We rejoin Jon Snow as he listens to Samwell worrying about his beloved Wildling in Mole’s Town. Sadly for Sam, Jon has bigger concerns as he worries about the more threatening Wildlings across the Wall. He also wonders where the survivors from Winterfell – whose existence Sam has evidently told him about – will go to. In the dining hall, Jon is given permission to try and silence the mutineers at Craster’s but he is only allowed to take volunteers. Grenn and Edd (Ben Crompton), both survivors of the mutiny, surprise everyone by volunteering, and quite a few others join their ranks, including a determined and opportunistic Locke.
Over at Craster’s, Karl (Burn Gorman) seems to have become the new head honcho and bully. When the women reveal they still have one infant boy left as a sacrifice to the gods, Rast (Luke McEwan) is made to abandon the child out in the frozen clearing. Nearby, Hodor (Kristian Nairn) hears the baby’s cries, prompting Bran (Isaac Hempstead-Wright) to warg into his direwolf to investigate. Unfortunately, Summer gets caught in a trap laid out by the mutineers, and when Hodor, Bran, Meera (Ellie Kendrick) and Jojen (Thomas Brodie-Sangster) follow his tracks, they get captured too. As they are being interrogated, Jojen experiences one of his seizures and, when his sister is prevented from helping him, Bran reveals his identity. Karl cannot believe his luck and, frankly, neither can we.
Before we can completely register this rather unexpected turn of events however, we finally see what the White Walkers have been up to with Craster’s discarded children.

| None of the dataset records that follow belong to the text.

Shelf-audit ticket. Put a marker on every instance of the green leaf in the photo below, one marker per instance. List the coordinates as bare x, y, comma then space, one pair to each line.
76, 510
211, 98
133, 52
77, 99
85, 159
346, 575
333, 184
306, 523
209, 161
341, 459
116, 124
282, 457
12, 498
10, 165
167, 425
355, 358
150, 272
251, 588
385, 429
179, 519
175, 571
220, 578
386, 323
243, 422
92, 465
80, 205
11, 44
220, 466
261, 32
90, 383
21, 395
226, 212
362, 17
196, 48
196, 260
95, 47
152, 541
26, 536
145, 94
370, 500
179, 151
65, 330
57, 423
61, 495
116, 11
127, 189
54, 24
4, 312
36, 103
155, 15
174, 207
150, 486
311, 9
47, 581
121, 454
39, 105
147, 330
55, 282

The infant abandoned earlier in the episode is transported by a Walker somewhere deep into the Lands of Always Winter and carefully placed inside a circle of icy columns. Another White Walker, clearly distinguishable by the unusual horns on its face, then touches the child’s face. Immediately, the boy’s eyes turn blue and we realise that the Walkers have been replenishing their armies with Craster’s sacrifices.